Back to single malts today as we close in on Christmas. The well sherried Tamdhu 10 year old
Tamdhu distillery is a classic Speyside distillery which in the last few years has been given a bit of a marketing makeover. It is now owned by Ian Macleod who also own Glengoyne who have released a range of single malts from the distillery. It is located in Knockando, Aberlour which is a locality rich with distilleries.
Tamdhu was founded in 1896 by a group of investors who wanted to start producing there own whisky. From the outset all this whisky was sold to the large blending houses. From then on Tamdhu had a very unremarkable history pumping out quantity for blending.
The 1970’s saw capacity increased to the three sets of stills currently in operation today. In 2010 Tamdhu was now owned by Edrington Group who decided to mothball the distillery as being surplus to requirements. In 2013 production was restarted by Ian MacLeod who had purchased the distillery in 2011.

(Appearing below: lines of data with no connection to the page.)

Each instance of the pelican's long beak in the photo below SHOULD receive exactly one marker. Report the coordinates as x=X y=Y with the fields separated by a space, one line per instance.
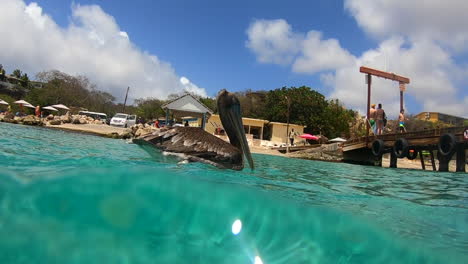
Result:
x=231 y=118
x=236 y=120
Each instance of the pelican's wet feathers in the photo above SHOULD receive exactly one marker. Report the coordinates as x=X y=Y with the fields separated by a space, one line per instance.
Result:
x=199 y=145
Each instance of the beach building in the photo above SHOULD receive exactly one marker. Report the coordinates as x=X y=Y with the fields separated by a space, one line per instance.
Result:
x=258 y=131
x=253 y=127
x=188 y=107
x=436 y=116
x=279 y=132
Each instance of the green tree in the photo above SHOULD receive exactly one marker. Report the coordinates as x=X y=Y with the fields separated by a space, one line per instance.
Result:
x=25 y=80
x=17 y=73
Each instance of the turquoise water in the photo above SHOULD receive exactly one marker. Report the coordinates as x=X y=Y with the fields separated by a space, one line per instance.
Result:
x=74 y=198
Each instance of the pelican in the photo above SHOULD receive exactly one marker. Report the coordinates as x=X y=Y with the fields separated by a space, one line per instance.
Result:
x=198 y=145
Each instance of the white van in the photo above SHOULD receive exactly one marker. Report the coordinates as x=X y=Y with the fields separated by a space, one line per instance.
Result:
x=123 y=120
x=95 y=115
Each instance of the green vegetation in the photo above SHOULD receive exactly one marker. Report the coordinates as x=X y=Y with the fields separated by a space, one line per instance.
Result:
x=306 y=106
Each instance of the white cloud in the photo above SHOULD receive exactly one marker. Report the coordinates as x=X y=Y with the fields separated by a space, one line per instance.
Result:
x=273 y=41
x=437 y=81
x=192 y=88
x=319 y=55
x=441 y=21
x=92 y=45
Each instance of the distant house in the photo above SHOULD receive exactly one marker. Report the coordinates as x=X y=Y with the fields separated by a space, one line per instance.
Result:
x=187 y=108
x=254 y=129
x=436 y=116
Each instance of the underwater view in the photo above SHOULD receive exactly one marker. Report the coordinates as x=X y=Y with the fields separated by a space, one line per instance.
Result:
x=75 y=198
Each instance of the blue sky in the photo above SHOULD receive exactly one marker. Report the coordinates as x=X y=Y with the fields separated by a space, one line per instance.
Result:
x=258 y=45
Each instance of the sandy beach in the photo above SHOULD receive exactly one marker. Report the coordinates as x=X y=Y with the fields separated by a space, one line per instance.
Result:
x=106 y=130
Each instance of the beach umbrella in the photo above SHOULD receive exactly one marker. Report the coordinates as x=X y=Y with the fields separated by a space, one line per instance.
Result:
x=50 y=108
x=29 y=105
x=309 y=136
x=60 y=106
x=338 y=139
x=22 y=102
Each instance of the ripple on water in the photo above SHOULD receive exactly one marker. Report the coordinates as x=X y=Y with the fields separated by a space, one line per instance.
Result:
x=70 y=192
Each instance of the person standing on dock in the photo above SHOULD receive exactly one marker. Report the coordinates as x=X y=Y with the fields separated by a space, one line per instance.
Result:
x=372 y=119
x=379 y=117
x=292 y=134
x=401 y=121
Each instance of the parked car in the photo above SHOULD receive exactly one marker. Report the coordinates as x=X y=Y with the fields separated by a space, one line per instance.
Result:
x=95 y=115
x=123 y=120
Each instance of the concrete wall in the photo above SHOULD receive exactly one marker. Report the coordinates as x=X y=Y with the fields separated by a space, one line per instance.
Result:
x=279 y=132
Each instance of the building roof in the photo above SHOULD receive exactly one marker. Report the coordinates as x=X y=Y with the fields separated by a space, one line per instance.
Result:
x=422 y=113
x=285 y=124
x=187 y=104
x=251 y=119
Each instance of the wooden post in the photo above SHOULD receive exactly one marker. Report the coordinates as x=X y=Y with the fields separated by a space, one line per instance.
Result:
x=369 y=80
x=423 y=165
x=461 y=156
x=443 y=162
x=287 y=127
x=401 y=100
x=432 y=160
x=203 y=121
x=393 y=160
x=167 y=117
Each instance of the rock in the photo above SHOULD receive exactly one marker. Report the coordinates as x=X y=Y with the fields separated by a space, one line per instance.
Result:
x=32 y=120
x=113 y=135
x=329 y=152
x=55 y=122
x=126 y=135
x=65 y=119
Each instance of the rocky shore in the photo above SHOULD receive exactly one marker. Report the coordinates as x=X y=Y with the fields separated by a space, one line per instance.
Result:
x=84 y=124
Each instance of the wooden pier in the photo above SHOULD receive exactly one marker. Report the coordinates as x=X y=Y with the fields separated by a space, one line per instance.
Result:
x=442 y=144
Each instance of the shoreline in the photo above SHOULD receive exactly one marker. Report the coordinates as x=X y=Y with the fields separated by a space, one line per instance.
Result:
x=118 y=132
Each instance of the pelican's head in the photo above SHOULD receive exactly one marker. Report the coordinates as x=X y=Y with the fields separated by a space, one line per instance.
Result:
x=231 y=118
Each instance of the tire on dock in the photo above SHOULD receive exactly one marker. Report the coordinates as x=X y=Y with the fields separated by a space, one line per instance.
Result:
x=412 y=154
x=378 y=147
x=401 y=148
x=447 y=145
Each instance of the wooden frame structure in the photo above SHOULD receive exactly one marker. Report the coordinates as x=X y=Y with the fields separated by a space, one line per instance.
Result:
x=387 y=75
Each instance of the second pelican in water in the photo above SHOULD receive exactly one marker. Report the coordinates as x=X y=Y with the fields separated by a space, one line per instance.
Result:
x=198 y=145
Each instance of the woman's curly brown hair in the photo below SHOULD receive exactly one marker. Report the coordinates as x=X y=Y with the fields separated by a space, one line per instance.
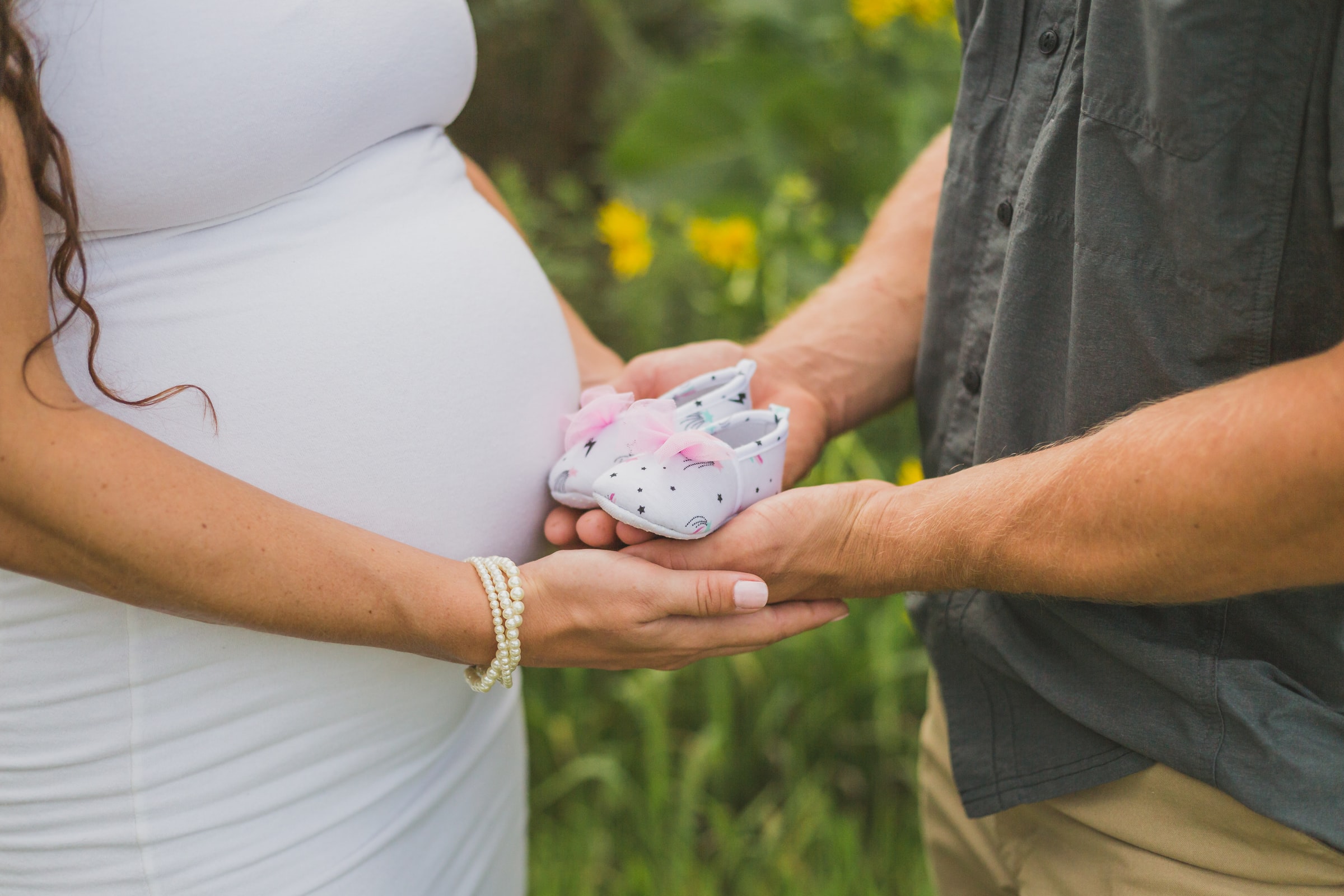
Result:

Gordan & MacPhail bottles Tamdhu quite regularly and until 2013 independent bottlings were the only source of this distilleries produce. Today the official range consists of:
- 10 Year Old
- 12 Year Old (M&S exclusive)
- Cask Strength – No Age Statement
- 10 Year Old -Limited Edition First Fill
This dram is 40% ABV and is the entry level dram from Tamdhu’s core range. It is available for £34 here. All the casks used were ex-sherry spanish casks and no artificial colouring has been used. The No Age Statement release is not chill-filtered but there is no information available for this 10 year old so I assume it must have been filtered.
Colour – rustic orange
Nose – sickly sweet raisins and damp warehouses
Palate – chewy texture, spices and Scottish toffee
Finish – strong brewed tea and tobacco . quite dry overall
I really love this whisky. It is excellent quality, really interesting and strongly priced. The real making of this whisky is the finish. It almost takes you by surprise in the strong dry bitter complexity. I was expecting the sweeter finish in something like the Aberlour 12 but found something more akin to a Glengoyne. The key here I believe is the use of real sherry casks which have been transported in whole. Not sent flat pack and reassembled in Scotland.